Узнав о планах американцев, Ямани, естественно, поспешил посоветоваться с Фейсалом.

Король тоже был убежден в полной невозможности такого развития событий.

— Думаю, это только разговоры… Чистый блеф, — сказал мне Фейсал.

Шлезингер с этим не согласен.

— Блеф? Ничего подобного. Я был готов овладеть каким-нибудь не слишком крупным объектом, скажем Абу-Даби. Наше военное превосходство вполне позволяло захватить одно из арабских государств. Эти планы действительно напугали и рассердили арабов. Они были не блефом, а самой настоящей реальностью. И начиная с 1973 г. арабы были не на шутку ими обеспокоены.

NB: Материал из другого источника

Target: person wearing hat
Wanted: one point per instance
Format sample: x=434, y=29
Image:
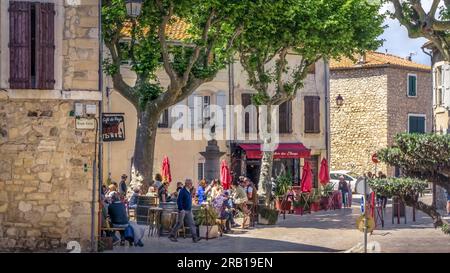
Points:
x=123, y=186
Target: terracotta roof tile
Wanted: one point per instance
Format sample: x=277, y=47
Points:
x=376, y=59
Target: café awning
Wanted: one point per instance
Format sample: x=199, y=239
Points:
x=283, y=150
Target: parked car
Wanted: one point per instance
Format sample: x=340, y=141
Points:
x=351, y=178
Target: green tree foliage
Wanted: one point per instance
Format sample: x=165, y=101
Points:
x=421, y=157
x=432, y=24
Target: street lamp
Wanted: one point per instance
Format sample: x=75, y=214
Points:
x=134, y=7
x=339, y=100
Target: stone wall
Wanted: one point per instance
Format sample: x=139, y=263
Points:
x=45, y=193
x=45, y=187
x=359, y=127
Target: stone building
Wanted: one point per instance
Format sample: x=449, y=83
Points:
x=383, y=95
x=303, y=127
x=49, y=72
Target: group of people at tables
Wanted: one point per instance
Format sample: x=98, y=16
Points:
x=240, y=197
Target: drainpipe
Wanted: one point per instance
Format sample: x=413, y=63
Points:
x=433, y=124
x=98, y=162
x=327, y=109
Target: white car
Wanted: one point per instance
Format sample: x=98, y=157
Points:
x=351, y=178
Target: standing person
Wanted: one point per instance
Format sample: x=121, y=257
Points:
x=240, y=199
x=343, y=188
x=448, y=203
x=123, y=186
x=184, y=203
x=163, y=193
x=158, y=181
x=201, y=192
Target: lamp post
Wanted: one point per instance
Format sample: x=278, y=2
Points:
x=134, y=7
x=339, y=100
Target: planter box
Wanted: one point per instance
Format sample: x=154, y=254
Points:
x=213, y=231
x=264, y=221
x=315, y=206
x=298, y=211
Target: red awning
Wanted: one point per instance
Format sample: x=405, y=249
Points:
x=284, y=150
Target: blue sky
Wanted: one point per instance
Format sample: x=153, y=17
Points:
x=398, y=43
x=397, y=40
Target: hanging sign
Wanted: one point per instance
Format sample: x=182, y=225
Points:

Согласно одному из ближневосточных источников, Фейсал воспринял эту угрозу гораздо более серьезно, чем утверждает Ямани. Его тревожили не только проекты Пентагона, но и намерения израильтян, которые, по некоторым сведениям, также разработали экстренный план захвата нефтепромыслов. Поэтому король предпринял сверхсекретные меры предосторожности, и саудовская национальная гвардия получила инструкции, предусматривавшие в случае вражеской атаки уничтожение особо важных объектов. С выходом этих объектов из строя саудовская добыча нефти сокращалась до предельно низкого объема, и оккупационным силам потребовалось бы не менее года и около 5 миллиардов долларов, чтобы вновь привести нефтепромыслы в рабочее состояние.

После аншлагов в Европе Ямани и Абдассалам продолжили свои гастроли в Соединенных Штатах. Здесь Абдассалам сразу оказался в тени. Гвоздем программы был Ямани.

Все хотели встретиться именно с ним.

В то время он уже был известен как араб, который не имеет равных среди соплеменников в искусстве обращаться с представителями средств информации. Ему было что сказать американцам. К тому же он обладал достаточным природным талантом и ораторской выучкой, чтобы заставить себя слушать.

Министры прилетели в Нью-Йорк, где их ожидало множество репортеров.

Ямани отказался сказать им хотя бы слово.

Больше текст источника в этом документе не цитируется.